Health state assessment model for complex systems: Trade-off accuracy and robustness in belief rule base

In complex system, health state assessment can determine the state of the system and identify potential system problems. However, due to the numerous uncertainties and variations present in complex systems, it is difficult to effectively construct assessment models. Belief rule base (BRB) can use data-driven and knowledge-driven methods to effectively address uncertain information, and is widely used for modeling health state assessments of complex systems. The primary modeling and optimization goals of BRB is currently at accuracy, ignoring the impact of robustness on complex systems, and the reliability of the model is reduced. Therefore, this article introduces a novel method to balance the accuracy and robustness of BRB models. This method enhances the performance of the BRB model in assessing complex system health and provides valuable guidance for engineering applications. Firstly, the guidelines for BRB modeling are systematically summarized to address the trade-off between accuracy and robustness. This provides essential guidance for constructing BRB models during the model-building process. Secondly, four feasible domain criteria are proposed to enhance the reliability of the BRB during the model optimization process. A modified multi-objective optimization algorithm is proposed based on the feasible domain criteria.
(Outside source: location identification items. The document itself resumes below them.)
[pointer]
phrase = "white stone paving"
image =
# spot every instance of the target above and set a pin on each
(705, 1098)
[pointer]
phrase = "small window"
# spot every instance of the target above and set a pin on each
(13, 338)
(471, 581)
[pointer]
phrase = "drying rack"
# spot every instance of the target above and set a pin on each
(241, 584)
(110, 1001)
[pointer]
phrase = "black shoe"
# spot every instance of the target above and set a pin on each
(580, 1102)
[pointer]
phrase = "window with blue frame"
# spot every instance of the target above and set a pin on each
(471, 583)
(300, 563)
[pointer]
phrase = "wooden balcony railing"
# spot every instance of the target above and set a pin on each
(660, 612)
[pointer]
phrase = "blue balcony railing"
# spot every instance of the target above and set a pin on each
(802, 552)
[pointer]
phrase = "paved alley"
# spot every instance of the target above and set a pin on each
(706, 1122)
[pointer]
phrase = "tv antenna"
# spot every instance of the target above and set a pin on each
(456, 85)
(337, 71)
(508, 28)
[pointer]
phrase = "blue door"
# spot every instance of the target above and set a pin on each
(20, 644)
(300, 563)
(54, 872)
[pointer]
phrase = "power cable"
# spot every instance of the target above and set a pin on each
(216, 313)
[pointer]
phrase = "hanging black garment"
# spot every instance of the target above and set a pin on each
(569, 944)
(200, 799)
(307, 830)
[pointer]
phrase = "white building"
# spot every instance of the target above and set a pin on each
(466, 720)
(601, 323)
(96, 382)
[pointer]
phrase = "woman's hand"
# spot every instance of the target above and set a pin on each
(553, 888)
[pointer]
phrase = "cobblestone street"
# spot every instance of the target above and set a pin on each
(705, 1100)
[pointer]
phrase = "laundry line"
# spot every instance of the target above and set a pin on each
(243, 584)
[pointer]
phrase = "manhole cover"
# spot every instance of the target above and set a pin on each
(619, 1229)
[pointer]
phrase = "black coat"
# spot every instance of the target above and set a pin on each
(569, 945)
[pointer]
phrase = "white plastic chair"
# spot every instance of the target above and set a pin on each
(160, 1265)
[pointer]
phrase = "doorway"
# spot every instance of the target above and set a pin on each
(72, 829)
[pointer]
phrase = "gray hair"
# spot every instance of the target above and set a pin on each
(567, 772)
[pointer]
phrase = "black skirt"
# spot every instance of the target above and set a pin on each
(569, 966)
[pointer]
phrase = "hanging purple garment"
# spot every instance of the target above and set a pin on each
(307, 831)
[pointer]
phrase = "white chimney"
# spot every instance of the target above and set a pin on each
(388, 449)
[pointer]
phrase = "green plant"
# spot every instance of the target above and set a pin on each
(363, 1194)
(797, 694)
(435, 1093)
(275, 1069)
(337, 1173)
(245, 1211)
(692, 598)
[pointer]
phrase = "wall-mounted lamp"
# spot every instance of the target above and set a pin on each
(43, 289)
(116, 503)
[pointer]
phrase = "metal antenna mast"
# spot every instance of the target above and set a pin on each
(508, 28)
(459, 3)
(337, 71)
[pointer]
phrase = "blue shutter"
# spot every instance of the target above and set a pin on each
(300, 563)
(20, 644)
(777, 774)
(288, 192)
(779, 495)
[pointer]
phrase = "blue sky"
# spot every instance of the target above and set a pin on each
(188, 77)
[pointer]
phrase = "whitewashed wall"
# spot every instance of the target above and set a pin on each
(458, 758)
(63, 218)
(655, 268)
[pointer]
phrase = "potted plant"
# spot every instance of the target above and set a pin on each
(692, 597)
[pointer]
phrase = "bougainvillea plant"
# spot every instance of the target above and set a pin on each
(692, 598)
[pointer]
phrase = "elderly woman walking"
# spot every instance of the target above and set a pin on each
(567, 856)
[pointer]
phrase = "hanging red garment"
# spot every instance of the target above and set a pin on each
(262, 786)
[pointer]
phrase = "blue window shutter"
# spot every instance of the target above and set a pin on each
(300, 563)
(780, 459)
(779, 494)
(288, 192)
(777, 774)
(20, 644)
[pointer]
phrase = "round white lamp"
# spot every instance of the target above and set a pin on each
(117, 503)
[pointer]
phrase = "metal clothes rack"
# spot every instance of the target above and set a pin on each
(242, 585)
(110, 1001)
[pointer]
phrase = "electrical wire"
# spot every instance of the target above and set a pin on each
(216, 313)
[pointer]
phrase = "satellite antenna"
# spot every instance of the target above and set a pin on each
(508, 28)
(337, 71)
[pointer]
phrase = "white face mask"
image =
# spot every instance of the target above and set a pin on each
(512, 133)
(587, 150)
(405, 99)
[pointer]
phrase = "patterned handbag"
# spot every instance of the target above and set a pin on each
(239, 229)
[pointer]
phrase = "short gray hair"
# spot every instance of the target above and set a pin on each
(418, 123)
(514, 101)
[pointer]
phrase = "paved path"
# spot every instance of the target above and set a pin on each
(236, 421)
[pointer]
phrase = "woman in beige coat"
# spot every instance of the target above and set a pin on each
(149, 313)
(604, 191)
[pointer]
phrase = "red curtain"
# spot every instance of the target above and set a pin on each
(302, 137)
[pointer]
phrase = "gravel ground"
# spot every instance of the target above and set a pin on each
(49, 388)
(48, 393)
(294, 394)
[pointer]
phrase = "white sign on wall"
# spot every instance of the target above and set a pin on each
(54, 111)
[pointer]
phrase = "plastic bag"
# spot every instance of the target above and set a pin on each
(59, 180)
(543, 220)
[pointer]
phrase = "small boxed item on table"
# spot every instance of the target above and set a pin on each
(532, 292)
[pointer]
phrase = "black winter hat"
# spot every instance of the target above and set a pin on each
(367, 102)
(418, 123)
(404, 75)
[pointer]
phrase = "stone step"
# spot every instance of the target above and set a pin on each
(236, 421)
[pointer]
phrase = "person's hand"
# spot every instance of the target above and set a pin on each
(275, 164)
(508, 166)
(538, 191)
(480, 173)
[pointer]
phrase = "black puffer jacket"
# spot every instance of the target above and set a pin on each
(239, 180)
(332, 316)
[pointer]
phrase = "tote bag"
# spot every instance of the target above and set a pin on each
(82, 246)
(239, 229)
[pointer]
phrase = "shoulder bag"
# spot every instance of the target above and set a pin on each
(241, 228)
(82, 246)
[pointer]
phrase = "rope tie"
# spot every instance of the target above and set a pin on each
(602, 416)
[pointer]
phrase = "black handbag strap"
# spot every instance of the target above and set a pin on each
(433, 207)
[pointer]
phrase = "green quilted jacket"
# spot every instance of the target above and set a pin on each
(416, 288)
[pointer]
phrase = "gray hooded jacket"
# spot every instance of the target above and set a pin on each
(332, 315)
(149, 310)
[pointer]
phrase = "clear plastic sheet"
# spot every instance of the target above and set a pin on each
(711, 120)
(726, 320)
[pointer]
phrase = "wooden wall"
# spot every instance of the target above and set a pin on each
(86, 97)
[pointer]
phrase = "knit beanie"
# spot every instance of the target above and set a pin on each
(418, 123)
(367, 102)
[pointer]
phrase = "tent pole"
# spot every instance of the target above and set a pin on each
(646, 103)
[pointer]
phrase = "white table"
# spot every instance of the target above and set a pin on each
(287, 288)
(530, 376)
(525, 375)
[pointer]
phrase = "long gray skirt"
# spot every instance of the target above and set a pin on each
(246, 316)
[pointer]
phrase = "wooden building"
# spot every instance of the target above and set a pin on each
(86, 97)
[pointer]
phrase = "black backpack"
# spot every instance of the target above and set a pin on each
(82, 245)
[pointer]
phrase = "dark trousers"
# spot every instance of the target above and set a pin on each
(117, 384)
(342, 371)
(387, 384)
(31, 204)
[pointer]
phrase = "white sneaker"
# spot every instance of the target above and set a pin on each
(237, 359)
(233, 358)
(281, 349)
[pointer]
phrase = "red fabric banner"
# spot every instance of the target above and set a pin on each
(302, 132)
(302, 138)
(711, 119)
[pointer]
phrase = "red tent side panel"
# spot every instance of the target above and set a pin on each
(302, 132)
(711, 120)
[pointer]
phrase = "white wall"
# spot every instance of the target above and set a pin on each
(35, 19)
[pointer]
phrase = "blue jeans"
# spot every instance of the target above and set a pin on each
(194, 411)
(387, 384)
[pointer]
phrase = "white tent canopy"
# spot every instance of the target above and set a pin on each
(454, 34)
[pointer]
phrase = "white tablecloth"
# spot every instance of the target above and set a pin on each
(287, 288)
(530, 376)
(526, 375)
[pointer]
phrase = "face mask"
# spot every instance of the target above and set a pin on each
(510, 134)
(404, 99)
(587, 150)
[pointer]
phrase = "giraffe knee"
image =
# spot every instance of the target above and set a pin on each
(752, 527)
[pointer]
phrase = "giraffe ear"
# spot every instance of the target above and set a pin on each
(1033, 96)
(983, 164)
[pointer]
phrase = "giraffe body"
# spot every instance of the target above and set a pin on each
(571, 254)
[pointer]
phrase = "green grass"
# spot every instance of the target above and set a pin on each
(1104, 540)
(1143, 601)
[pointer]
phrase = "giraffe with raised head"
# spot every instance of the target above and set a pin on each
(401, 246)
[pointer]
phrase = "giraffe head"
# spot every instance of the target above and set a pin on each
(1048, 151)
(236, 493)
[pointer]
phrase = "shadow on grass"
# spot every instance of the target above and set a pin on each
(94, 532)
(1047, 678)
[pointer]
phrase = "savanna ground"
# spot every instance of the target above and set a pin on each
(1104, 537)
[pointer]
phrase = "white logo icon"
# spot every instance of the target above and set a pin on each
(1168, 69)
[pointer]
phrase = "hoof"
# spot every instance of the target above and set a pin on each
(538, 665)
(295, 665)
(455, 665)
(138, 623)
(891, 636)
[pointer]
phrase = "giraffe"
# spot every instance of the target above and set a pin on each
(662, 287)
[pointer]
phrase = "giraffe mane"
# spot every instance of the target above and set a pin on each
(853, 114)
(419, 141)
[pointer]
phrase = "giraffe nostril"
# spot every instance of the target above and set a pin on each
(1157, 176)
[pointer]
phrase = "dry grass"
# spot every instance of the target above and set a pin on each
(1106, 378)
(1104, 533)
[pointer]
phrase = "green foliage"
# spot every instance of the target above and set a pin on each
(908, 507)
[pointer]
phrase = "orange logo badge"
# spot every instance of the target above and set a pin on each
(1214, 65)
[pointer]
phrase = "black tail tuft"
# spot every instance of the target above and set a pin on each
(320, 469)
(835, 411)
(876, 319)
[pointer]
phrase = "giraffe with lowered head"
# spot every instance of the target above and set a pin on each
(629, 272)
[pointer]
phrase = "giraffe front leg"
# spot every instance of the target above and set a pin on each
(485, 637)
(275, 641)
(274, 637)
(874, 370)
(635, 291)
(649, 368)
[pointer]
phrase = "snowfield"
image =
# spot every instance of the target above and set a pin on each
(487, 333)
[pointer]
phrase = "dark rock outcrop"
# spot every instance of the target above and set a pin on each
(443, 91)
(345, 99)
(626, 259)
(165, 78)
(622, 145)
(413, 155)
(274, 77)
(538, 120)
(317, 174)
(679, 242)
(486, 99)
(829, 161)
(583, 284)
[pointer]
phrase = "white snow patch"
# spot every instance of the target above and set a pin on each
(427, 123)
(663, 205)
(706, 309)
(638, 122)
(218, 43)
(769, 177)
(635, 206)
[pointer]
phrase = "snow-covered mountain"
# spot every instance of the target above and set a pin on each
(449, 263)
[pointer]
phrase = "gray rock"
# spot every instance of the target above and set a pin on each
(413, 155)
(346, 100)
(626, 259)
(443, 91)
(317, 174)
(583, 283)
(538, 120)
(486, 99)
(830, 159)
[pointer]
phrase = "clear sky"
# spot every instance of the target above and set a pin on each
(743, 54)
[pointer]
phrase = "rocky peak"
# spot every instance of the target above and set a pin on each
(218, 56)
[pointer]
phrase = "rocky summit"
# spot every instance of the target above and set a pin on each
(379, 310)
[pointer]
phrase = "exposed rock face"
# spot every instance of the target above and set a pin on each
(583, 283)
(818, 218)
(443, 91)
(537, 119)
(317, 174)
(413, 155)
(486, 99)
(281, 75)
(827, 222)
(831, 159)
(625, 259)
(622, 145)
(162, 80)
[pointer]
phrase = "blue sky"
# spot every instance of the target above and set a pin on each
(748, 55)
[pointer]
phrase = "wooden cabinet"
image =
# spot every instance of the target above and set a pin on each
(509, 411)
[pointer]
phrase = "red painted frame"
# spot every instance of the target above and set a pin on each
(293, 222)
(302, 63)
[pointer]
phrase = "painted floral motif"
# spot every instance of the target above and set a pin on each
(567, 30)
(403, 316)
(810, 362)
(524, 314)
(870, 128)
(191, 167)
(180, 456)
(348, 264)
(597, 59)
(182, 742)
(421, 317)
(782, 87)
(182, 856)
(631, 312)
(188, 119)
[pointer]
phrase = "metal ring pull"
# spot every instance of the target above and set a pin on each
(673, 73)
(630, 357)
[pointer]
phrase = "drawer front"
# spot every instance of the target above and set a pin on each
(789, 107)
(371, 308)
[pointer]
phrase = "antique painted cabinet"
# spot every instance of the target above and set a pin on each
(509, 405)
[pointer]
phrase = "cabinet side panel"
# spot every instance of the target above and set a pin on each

Finally, in the case studies of aerospace relay and lithium-ion battery health assessments, the MSE of the proposed model for aerospace relay health assessment is 0.0015 with a Lipschitz constant of 6.73, while for lithium-ion battery health assessment, the MSE is 0.0013 with a Lipschitz constant of 24.17. The experimental results demonstrate that the proposed model has an advantage in terms of the trade-offs between both robustness and accuracy.